Fondazione Marisa Bellisario

PALERMO CHIAMA, BELLISARIO RISPONDE

di Stefania Cavallaro*

Nella Sicilia di Franca Viola, si sono riunite donne e uomini della società civile e della politica per portare concretezza alla battaglia contro le ideologie, le violenze di genere e gli stereotipi attorno alle donne. Ma anche analizzare scenari futuri figli di nuove dinamiche sociali, passando dal mondo del lavoro all’intelligenza artificiale. Nella terra in cui una ragazza “sola” è riuscita a cambiare il codice penale, eliminando il matrimonio riparatore e diventando un simbolo di coraggio e di emancipazione femminile, solo 42 anni fa, il coraggio oggi è identificato nell’impegno quotidiano. Non la presa di posizione a spot. Ma la coerenza nel segnare una strada di emancipazione che non sia solo figlia dell’emotività, delle date simbolo, delle suggestioni del momento.
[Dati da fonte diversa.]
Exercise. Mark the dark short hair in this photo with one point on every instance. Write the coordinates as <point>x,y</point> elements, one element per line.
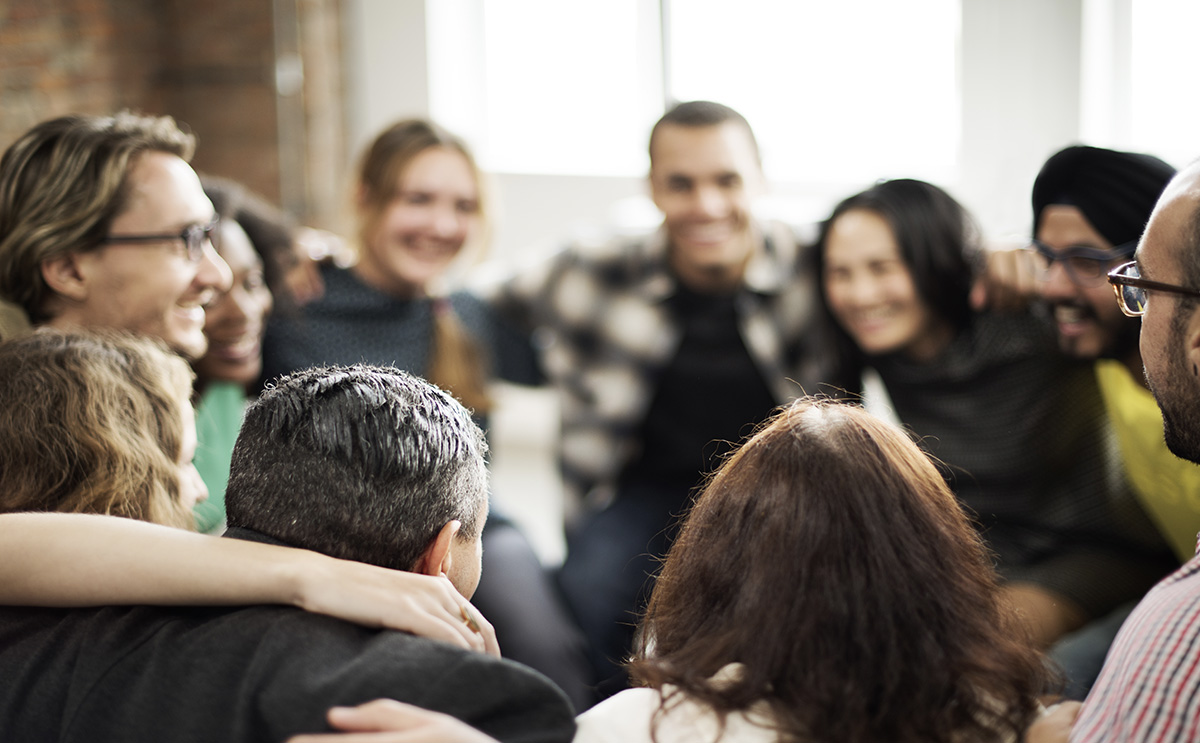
<point>359,462</point>
<point>696,114</point>
<point>1189,253</point>
<point>936,235</point>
Che sia al centro di una visione.

Il Convitto Giovanni Falcone è stato una cornice di grande suggestione, solenne ma priva di rigidità. Un guscio di protezione alla delicata discussione attorno alle grandi sfide di un Paese che per la prima volta sfonda il tetto di cristallo di una donna a Palazzo Chigi. Sola? Isolata? Osteggiata? Siamo partite da qui. Da una donna madre che fa politica e governa il Paese.
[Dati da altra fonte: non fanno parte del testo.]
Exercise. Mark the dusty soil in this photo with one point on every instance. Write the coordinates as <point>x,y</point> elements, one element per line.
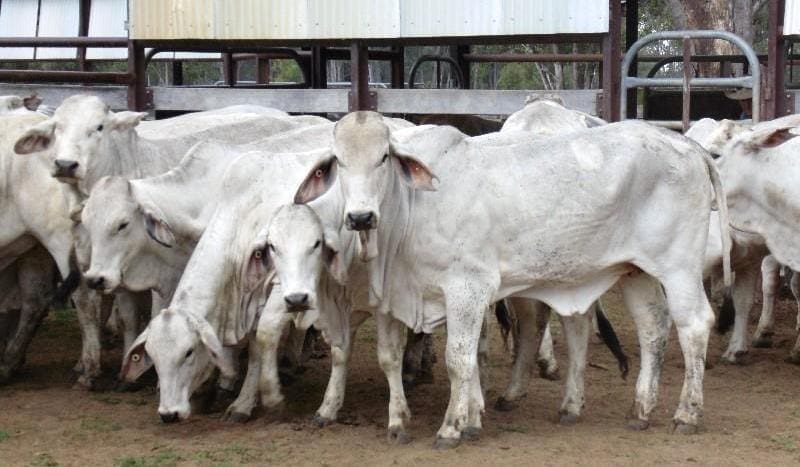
<point>752,414</point>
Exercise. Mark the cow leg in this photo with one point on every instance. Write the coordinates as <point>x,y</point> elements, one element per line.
<point>794,284</point>
<point>35,276</point>
<point>770,279</point>
<point>532,317</point>
<point>271,325</point>
<point>743,297</point>
<point>88,305</point>
<point>390,358</point>
<point>576,333</point>
<point>465,310</point>
<point>241,409</point>
<point>646,303</point>
<point>693,318</point>
<point>335,391</point>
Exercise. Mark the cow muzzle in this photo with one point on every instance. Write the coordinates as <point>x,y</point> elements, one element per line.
<point>96,282</point>
<point>169,417</point>
<point>296,302</point>
<point>65,169</point>
<point>361,220</point>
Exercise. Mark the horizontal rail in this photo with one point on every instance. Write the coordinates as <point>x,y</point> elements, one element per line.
<point>520,58</point>
<point>103,42</point>
<point>474,101</point>
<point>56,76</point>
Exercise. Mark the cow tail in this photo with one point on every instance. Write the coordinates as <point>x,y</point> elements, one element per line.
<point>727,312</point>
<point>504,320</point>
<point>610,339</point>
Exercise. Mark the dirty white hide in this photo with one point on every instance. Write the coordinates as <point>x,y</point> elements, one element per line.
<point>546,226</point>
Un incontro intimo e alla pari, plasticamente visibile dagli 8 tavoli che mettevano alla portata di tutti la discussione, senza relatori sul palco e auditori in platea. Tutto sullo stesso piano. Un flusso di riflessioni, esperienze, dubbi e proposte che ha coinvolto senza esclusioni i partecipanti

Tra esperienze personali e aneddoti dolorosi, le proposte sono arrivate seguendo il flusso dei pensieri. Nessun canovaccio, come in un libro di Joyce, uno stream of consciousness che si è aggrappato all’intimo ma anche alle analisi più specifiche degli osservatori. Dalle storie di donne che oggi sono eroine al servizio delle vittime degli abusi perché a loro volta violate, ma senza alcuna solidarietà e sostegno sociale, l’urgenza di alleggerire la burocrazia per la gestione dei Fondi ai centri anti violenza. Chi ha bisogno non può aspettare, chi fugge da un marito assassino, sopravvive se viene aiutata subito.
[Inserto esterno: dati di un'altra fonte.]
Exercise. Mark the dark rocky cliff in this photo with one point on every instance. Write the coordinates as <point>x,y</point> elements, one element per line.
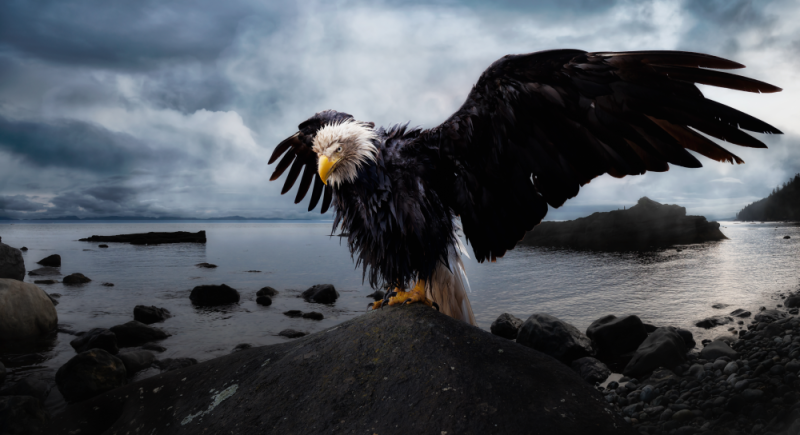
<point>405,369</point>
<point>647,224</point>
Una richiesta che dal nostro tavolo, separata da pochi centimetri di distanza è arrivata dall’esperienza del territorio dritta alle istituzioni, con la Senatrice Gelmini che ha accolto con attenzione la riflessione e l’appello accorato di Caterina Grechi, presidente del Centro Pari opportunità della Regione Umbria.

Le stesse istituzioni, in un momento di delicata congiuntura economica, sembrano orientate sulla necessità di inserire i centri antiviolenza nei Lap, i livelli standard di prestazione delle Regioni. Perché la violenza verso le donne, i femminicidi, la stalking, appartengono all’ordinario e non allo straordinario.

Una sorta di “pronto soccorso salva vita”, contemporaneamente a un profondo cambiamento culturale, è urgente

Tutte noi, compresa la sola quota azzurra del nostro tavolo, il direttore del Giornale di Sicilia, Marco Romano, abbiamo interagito su vari livelli di discussione. E a ogni livello il bandolo della matassa risultava il medesimo: la famiglia. Pilastro della società che vive un profondo momento di crisi. Famiglia che ha bisogno di strumenti, per educare gli stesi genitori a una formazione consapevole dei figli. Il tempo è sempre meno e spesso corroso. Ripartiamo dall’educazione. Investiamo nelle nuove generazioni, perché non commettano gli errori di chi ha messo al centro l’individuo e non la collettività.

Oriana Fallaci scrisse «La rivoluzione più grande è, in un paese, quella che cambia le donne e il loro sistema di vita. Non si può fare la rivoluzione senza le donne. Forse le donne sono fisicamente più deboli ma moralmente hanno una forza cento volte più grande».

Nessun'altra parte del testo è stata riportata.